He wondered how an old man, a man half his height and perhaps a third his weight, had been able to drag him, unconscious, across the ice, or get him up the bank to a car. He wondered how Hinzelmann had gotten Shadow into the house and the bathtub.
Hinzelmann walked over to the fire, picked up the tongs and placed a thin log, carefully, onto the blazing fire.
“Do you want to know what I was doing out on the ice?”
Hinzelmann shrugged. “None of my business.”
“You know what I don’t understand . . .” said Shadow. He hesitated, putting his thoughts in order. “I don’t understand why you saved my life.”

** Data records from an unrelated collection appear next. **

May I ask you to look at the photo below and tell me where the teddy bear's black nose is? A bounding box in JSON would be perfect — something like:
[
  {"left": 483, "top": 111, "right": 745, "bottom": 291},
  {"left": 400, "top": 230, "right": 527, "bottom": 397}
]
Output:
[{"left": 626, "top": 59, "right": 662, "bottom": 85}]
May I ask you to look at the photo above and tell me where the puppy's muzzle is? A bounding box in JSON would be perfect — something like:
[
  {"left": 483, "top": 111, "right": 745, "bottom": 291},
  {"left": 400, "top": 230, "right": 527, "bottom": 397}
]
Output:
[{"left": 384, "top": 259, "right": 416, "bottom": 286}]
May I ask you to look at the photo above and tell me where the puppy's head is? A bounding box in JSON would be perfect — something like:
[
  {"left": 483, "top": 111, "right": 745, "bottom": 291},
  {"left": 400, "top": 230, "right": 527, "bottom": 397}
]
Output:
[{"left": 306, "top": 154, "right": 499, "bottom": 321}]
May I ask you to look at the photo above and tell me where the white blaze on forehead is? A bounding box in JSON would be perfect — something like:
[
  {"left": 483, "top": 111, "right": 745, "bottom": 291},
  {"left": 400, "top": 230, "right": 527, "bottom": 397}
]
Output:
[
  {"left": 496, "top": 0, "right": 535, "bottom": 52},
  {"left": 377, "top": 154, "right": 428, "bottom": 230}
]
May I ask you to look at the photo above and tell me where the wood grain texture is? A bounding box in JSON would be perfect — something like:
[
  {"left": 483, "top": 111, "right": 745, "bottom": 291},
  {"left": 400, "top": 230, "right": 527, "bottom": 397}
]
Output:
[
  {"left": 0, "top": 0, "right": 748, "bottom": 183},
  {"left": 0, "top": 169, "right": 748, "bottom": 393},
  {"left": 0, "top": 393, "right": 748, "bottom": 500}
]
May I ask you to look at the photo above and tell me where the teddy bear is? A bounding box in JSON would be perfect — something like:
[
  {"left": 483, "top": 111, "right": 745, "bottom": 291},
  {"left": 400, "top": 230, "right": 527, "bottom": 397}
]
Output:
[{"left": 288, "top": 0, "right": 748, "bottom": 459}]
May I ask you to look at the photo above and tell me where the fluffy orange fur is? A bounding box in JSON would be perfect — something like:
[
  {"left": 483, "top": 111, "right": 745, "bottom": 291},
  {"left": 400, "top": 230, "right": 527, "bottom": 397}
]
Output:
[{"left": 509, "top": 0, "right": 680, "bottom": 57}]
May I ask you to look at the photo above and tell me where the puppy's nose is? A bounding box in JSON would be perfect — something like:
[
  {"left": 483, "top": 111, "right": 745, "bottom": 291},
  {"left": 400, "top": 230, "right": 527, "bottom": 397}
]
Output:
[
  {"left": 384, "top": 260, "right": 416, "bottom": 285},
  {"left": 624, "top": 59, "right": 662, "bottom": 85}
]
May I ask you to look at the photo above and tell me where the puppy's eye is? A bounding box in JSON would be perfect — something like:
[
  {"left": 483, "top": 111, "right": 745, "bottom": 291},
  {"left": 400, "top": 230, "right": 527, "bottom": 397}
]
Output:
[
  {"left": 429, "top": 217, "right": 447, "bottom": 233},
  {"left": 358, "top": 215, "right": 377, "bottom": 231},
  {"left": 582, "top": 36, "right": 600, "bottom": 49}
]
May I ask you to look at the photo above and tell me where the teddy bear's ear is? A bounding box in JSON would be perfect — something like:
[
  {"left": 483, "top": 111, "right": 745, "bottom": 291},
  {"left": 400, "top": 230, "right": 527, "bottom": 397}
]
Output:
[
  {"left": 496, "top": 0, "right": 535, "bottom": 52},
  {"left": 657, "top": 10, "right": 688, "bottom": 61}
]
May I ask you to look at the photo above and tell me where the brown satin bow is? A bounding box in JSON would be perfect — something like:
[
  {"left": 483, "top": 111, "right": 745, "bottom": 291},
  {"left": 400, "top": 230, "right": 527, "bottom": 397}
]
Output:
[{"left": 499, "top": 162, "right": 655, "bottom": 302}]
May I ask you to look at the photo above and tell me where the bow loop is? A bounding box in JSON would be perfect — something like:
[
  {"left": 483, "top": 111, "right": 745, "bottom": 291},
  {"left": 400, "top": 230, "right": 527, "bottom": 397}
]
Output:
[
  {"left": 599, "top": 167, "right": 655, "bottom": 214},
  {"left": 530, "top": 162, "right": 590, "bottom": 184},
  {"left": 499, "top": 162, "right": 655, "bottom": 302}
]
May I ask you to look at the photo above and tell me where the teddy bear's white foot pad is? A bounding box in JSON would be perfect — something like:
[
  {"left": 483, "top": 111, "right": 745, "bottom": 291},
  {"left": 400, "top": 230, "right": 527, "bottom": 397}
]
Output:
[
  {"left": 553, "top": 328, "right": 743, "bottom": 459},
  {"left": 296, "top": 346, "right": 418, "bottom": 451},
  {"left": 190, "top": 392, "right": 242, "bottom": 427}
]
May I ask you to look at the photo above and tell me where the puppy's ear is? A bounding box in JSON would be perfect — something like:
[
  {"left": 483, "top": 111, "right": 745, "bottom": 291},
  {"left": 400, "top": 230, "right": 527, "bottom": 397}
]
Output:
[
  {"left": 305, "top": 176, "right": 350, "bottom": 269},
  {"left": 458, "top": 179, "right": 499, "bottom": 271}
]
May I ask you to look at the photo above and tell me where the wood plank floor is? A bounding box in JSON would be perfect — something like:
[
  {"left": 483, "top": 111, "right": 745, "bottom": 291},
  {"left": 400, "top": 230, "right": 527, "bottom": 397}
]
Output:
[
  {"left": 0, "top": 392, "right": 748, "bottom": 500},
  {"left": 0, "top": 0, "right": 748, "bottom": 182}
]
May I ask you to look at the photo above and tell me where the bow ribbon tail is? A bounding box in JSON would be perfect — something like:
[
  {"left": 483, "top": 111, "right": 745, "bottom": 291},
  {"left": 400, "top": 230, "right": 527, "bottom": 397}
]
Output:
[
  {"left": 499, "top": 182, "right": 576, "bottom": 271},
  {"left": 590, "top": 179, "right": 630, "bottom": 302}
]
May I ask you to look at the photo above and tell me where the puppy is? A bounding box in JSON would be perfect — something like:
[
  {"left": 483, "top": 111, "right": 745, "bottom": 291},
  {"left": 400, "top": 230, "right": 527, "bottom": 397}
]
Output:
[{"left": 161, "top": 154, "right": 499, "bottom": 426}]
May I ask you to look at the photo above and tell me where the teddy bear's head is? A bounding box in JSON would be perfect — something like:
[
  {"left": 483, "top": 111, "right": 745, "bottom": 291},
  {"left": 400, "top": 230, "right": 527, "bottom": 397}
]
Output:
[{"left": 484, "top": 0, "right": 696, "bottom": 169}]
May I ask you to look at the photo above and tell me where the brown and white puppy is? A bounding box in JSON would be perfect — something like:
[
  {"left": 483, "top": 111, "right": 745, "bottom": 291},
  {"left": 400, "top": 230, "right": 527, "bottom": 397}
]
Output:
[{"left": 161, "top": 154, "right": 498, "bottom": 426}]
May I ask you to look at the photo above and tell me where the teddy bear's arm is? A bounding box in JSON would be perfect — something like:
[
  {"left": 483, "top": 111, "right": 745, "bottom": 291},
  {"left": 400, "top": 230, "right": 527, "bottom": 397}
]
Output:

“Well,” said Hinzelmann, “the way I was brought up, if you see another fellow in trouble—“
“No,” said Shadow. “That’s not what I mean. I mean, you killed all those kids. Every winter. I was the only one to have figured it out. You must have seen me open the trunk. Why didn’t you just let me drown?”
Hinzelmann tipped his head on one side. He scratched his nose, thoughtfully, rocked back and forth as if he were thinking. “Well,” he said. “That’s a good
question. I guess it’s because I owed a certain party a debt. And I’m good for my debts.”
“Wednesday?”
“That’s the fellow.”
“There was a reason he hid me in Lakeside, wasn’t there? There was a reason nobody should have been able to find me here.”
Hinzelmann said nothing. He unhooked a heavy black poker from its place on the wall, and he prodded at the fire with it, sending up a cloud of orange sparks and smoke. “This is my home,” he said, petulantly. “It’s a good town.”
Shadow finished his coffee. He put the cup down on the floor. The effort was exhausting. “How long have you been here?”
“Long enough.”
“And you made the lake?”
Hinzelmann peered at him, surprised. “Yes,” he said. “I made the lake. They were calling it a lake when I got here, but it weren’t nothing more than a spring and a mill pond and a creek.” He paused. “I figured that this country is hell on my kind of folk. It eats us. I didn’t want to be eaten. So I made a deal. I gave them a lake, and I gave them prosperity . . .”
“And all it cost them was one child every winter.”
“Good kids,” said Hinzelmann, shaking his old head, slowly. “They were all good kids. I’d only pick ones I liked. Except for Charlie Nelligan. He was a bad seed, that one. He was, what, 1924? 1925? Yeah. That was the deal.”
“The people of the town,” said Shadow. “Mabel. Marguerite. Chad Mulligan. Do they know?”
Hinzelmann said nothing. He pulled the poker from the fire: the first six inches at the tip glowed a dull orange. Shadow knew that the handle of the poker must be too hot to hold, but it did not seem to bother Hinzelmann, and he prodded the fire again. He put the poker back into the fire, tip first, and left it there. Then he said, “They know that they live in a good place. While every other town and city in this county, heck, in this part of the state, is crumbling into nothing. They know that.”
“And that’s your doing?”
“This town,” said Hinzelmann. “I care for it. Nothing happens here that I don’t want to happen. You understand that? Nobody comes here that I don’t want to come here. That was why your father sent you here. He didn’t want you out there in the world, attracting attention. That’s all.”
“And you betrayed him.”
“I did no such thing. He was a crook. But I always pay my debts.”
“I don’t believe you,” said Shadow.
Hinzelmann looked offended. One hand tugged at the clump of white hair at his temple. “I keep my word.”
“No. You don’t. Laura came here. She said something was calling her here. And what about the coincidence that brought Sam Black Crow and Audrey Burton here, on the same night? I guess I don’t believe in coincidence anymore.
“Sam Black Crow and Audrey Burton. Two people who both knew who I really was, and that there were people out there looking for me. I guess if one of them failed, there was always the other. And if all of them had failed, who else was on their way to Lakeside, Hinzelmann? My old prison warden, up here for a weekend’s ice fishing? Laura’s mother?” Shadow realized that he was angry. “You wanted me out of your town. You just didn’t want to have to tell Wednesday that was what you were doing.”
In the firelight, Hinzelmann seemed more like a gargoyle than an imp. “This is a good town,” he said. Without his smile he looked waxen and corpselike. “You could have attracted too much attention. Not good for the town.”